Things I Wish Someone Had Told Me Earlier
Autoscaling is not magic. Databricks can add and remove workers based on load, but it is not instantaneous. If your job spikes from 0 to 100 GB of data in two minutes, the autoscaler will lag behind and you will see slow stages. Size your cluster with a minimum that matches your steady-state workload and let autoscaling handle the peaks.
Photon makes a real difference. If your workload is SQL-heavy and your runtime supports it, turn on Photon. It is a native vectorised query engine that Databricks ships. I have seen aggregations run 3-5x faster with no code changes at all. It costs a bit more per DBU but usually saves money overall because jobs finish faster.
Partition pruning depends on Delta statistics. When you apply a filter on a Delta table, the engine uses column-level min/max statistics to skip files entirely. This works great — unless your data is evenly spread across partitions and the min/max range covers everything. Pay attention to how you partition and Z-order your tables.
The Spark UI is your friend. Databricks exposes the full Spark UI from the cluster detail page. If a job is slow, open it. Look for skewed tasks, shuffle spills, and stages that read way more data than they should. The answer is usually there, in the numbers.
What Changes for Production
A development cluster and a production setup are different things. Here is what you should add before calling something production-ready:
- Use job clusters, not all-purpose clusters. They are cheaper, ephemeral, and you get clean state on every run.
- Store credentials in Databricks Secrets. Do not hardcode API keys or database passwords in your notebooks. Use
dbutils.secrets.get()and scope your secrets properly. - Set up cluster policies. If you have multiple people creating clusters, policies prevent someone from accidentally spinning up a 64-node GPU cluster for a 10 MB CSV file.
- Use Unity Catalog if it is available in your workspace. It gives you fine-grained access control across workspaces and tracks lineage. It is the replacement for the older Hive metastore and worth the migration effort.

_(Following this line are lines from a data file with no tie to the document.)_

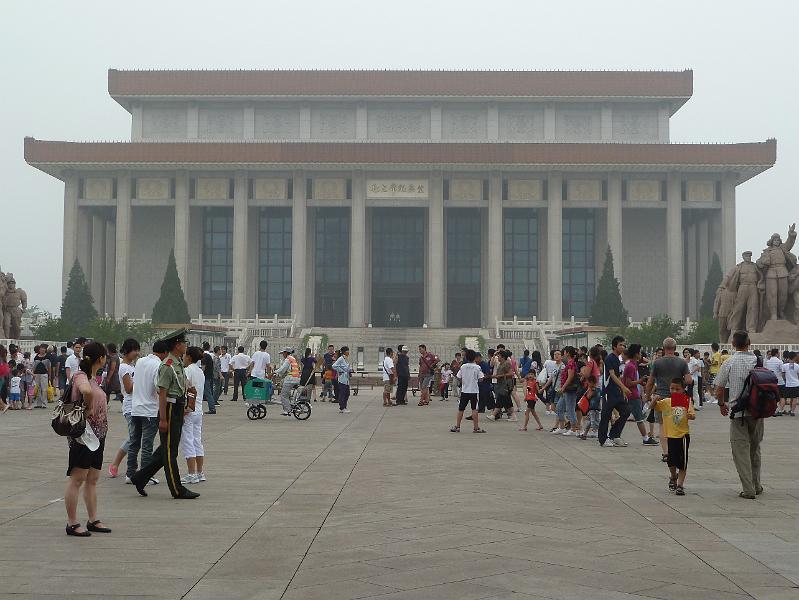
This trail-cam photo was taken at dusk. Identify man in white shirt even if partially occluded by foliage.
[230,346,252,402]
[64,338,86,381]
[250,340,272,379]
[383,348,397,406]
[125,340,168,483]
[219,346,233,396]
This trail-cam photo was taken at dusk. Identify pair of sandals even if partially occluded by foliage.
[67,519,111,537]
[669,477,685,496]
[449,426,486,433]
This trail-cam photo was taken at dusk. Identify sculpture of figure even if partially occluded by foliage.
[713,269,736,342]
[0,271,8,339]
[3,273,28,340]
[721,250,762,332]
[757,223,796,320]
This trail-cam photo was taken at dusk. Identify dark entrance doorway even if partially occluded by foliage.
[446,209,482,327]
[314,208,350,327]
[371,208,426,327]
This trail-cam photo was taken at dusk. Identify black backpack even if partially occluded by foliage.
[730,358,780,419]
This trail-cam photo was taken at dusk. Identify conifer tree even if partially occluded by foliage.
[61,259,97,335]
[588,246,629,327]
[152,250,191,323]
[699,252,724,319]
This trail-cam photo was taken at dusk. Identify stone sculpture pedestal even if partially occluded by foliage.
[749,319,799,344]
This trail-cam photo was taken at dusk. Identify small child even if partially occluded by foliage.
[439,363,452,401]
[8,367,22,410]
[519,371,544,431]
[578,375,602,440]
[652,377,696,496]
[319,365,333,402]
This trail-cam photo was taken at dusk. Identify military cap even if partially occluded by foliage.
[158,327,188,344]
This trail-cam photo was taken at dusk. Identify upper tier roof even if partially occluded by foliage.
[25,138,777,182]
[108,69,693,110]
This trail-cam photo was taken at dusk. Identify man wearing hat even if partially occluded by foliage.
[130,329,202,500]
[732,250,762,342]
[275,347,300,417]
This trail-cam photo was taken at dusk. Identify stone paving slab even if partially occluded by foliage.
[0,390,799,600]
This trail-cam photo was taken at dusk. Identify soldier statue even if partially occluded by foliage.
[757,223,796,320]
[2,273,28,340]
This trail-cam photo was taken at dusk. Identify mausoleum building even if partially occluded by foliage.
[25,69,776,328]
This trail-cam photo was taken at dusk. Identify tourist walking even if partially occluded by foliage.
[64,342,111,537]
[180,346,209,485]
[716,331,763,500]
[131,329,200,500]
[395,345,411,406]
[597,335,630,448]
[230,346,252,402]
[125,340,168,485]
[333,346,353,414]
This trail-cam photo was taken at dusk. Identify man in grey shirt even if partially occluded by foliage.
[644,338,692,462]
[715,331,763,500]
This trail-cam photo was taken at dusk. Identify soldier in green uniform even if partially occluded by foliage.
[131,329,200,500]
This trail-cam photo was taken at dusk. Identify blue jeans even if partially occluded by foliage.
[557,392,577,427]
[203,379,216,413]
[127,416,158,477]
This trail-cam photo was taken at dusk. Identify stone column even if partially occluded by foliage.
[291,171,309,327]
[599,173,624,298]
[231,171,249,318]
[719,173,736,273]
[600,104,613,142]
[546,172,568,321]
[114,174,132,319]
[103,221,117,315]
[175,171,191,298]
[61,174,78,298]
[350,171,366,327]
[90,215,105,315]
[483,171,503,328]
[666,173,685,321]
[426,171,445,327]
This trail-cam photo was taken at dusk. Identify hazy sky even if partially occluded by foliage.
[0,0,799,311]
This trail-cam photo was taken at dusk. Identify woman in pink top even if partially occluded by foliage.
[64,342,111,537]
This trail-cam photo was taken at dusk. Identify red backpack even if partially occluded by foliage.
[730,358,780,419]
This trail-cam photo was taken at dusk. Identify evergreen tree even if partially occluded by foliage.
[152,250,191,323]
[588,246,629,327]
[699,252,724,319]
[61,259,97,335]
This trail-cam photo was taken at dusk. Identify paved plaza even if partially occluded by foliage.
[0,390,799,600]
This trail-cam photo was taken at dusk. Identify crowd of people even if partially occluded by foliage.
[0,330,799,537]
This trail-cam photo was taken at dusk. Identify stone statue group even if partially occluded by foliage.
[0,271,28,340]
[713,223,799,343]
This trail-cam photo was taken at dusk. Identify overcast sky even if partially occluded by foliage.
[0,0,799,311]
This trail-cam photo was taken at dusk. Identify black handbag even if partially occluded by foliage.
[50,382,86,438]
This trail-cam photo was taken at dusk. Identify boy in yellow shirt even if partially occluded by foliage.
[652,377,696,496]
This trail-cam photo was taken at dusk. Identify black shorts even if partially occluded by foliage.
[458,392,477,411]
[67,438,105,477]
[666,433,691,471]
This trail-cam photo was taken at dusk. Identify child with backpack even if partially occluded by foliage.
[652,377,696,496]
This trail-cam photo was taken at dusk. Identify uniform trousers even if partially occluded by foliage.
[131,399,187,498]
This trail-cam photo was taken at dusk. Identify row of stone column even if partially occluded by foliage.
[63,171,736,327]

- Version your code in Git. Use Databricks Repos to link your notebooks and Python modules to a Git repository. Do not let the workspace folder be the only copy of your production code.
Wrapping Up
Moving from self-managed Spark to Databricks is less about learning new Spark tricks and more about unlearning the operational overhead you used to carry. You stop worrying about cluster bootstrap scripts, log rotation, and dependency hell — and you start spending more time on the data itself.
The trade-off is that you need to understand Databricks-specific concepts like DBUs, Delta Lake, and the workspace model. But these are learnable in a week or two, and once you are through that curve, you will probably not miss the old way of doing things.
Start with a small all-purpose cluster, write a notebook that reads some data and writes a Delta table, then turn it into a scheduled job. That alone covers 80% of what most data engineers need from the platform. The rest — streaming, MLflow, Unity Catalog — can come later, when you actually need them.